Claudia Hauff is an Assistant Professor in the Web Information Systems group at Delft University of Technology, the Netherlands. Her research focuses on retrieval in social media settings, in particular the exploitation of spatial knowledge. Other areas of interest are the effects of retrieval on corpora covering long periods of time and the prediction of query effectiveness. She was part of the organizing committee of SIGIR and WSDM and is currently the editor of the SIGIR mailing list. She received her PhD from the University of Twente, the Netherlands.

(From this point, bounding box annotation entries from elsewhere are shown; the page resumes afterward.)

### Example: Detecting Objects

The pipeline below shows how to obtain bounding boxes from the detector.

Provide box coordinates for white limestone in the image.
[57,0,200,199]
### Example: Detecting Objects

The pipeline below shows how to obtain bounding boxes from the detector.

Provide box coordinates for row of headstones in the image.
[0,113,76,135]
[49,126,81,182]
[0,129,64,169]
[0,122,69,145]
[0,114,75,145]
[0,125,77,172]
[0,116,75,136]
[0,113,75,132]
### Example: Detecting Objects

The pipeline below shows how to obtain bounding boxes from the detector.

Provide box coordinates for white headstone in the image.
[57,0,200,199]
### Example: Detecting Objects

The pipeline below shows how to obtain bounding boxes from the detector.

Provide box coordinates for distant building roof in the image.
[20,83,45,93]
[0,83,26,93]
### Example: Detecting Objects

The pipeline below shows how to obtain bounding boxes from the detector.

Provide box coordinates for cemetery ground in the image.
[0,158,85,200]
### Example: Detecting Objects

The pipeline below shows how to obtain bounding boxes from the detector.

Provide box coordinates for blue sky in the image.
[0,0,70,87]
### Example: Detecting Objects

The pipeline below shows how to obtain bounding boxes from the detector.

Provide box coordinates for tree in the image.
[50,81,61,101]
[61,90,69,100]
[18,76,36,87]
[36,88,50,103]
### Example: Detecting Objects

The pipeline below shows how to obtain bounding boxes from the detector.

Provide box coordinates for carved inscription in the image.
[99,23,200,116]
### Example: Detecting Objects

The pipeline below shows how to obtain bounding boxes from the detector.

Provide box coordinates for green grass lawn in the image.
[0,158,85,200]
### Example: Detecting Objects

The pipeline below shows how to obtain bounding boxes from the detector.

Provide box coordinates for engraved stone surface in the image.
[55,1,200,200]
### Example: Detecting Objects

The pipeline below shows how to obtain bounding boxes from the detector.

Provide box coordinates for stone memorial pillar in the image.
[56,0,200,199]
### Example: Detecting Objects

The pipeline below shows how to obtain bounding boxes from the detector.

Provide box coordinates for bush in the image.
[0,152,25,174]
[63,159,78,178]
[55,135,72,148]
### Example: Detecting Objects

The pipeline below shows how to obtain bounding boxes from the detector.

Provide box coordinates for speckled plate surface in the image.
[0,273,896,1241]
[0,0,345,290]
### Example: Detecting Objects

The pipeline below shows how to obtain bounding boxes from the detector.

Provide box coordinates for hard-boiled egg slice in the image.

Vanessa Murdock is a Principal Applied Researcher for Bing, based in the Seattle area. Before joining Microsoft, she was a Senior Research Scientist at Yahoo! Research. She received her PhD from the University of Massachusetts. Her primary area of interest is local search, personalization, and geographic modeling of social media, to understand the way that users describe and interact with places. Other areas of interest include retrieval models for short text such as ads, social media, and tagged images. She has served on the organizing committees for ECIR, SIGIR, and WSDM.

Maarten de Rijke is Professor of Computer Science at the University of Amsterdam. He has been director of the Intelligent Systems Lab Amsterdam since 2008, with around 75 researchers working on text and image search and analysis and machine learning. Prior to joining the University of Amsterdam he worked at Warwick University and at CWI Amsterdam. Maarten has published close to 600 papers on knowledge representation and information retrieval. His current research focuses on online learning to rank, semantic search, social media analysis, and predictive analytics. He is general chair for ECIR 2014 and co-chair for CIKM 2015.

Milad Shokouhi is an Senior Applied Researcher working for Bing at Microsoft Research Cambridge. He is also an honorary lecturer in School of Computing Science at the University of Glasgow. Before joining Microsoft, he did his PhD on federated search at RMIT University in 2007. Milad has been working on analyzing and classifying time-sensitive queries for Bing for the past 5-6 years. His other research interests include auto-completion, personalization, federated search and query reformulation. He has served on the program committee of most major IR conferences and journals.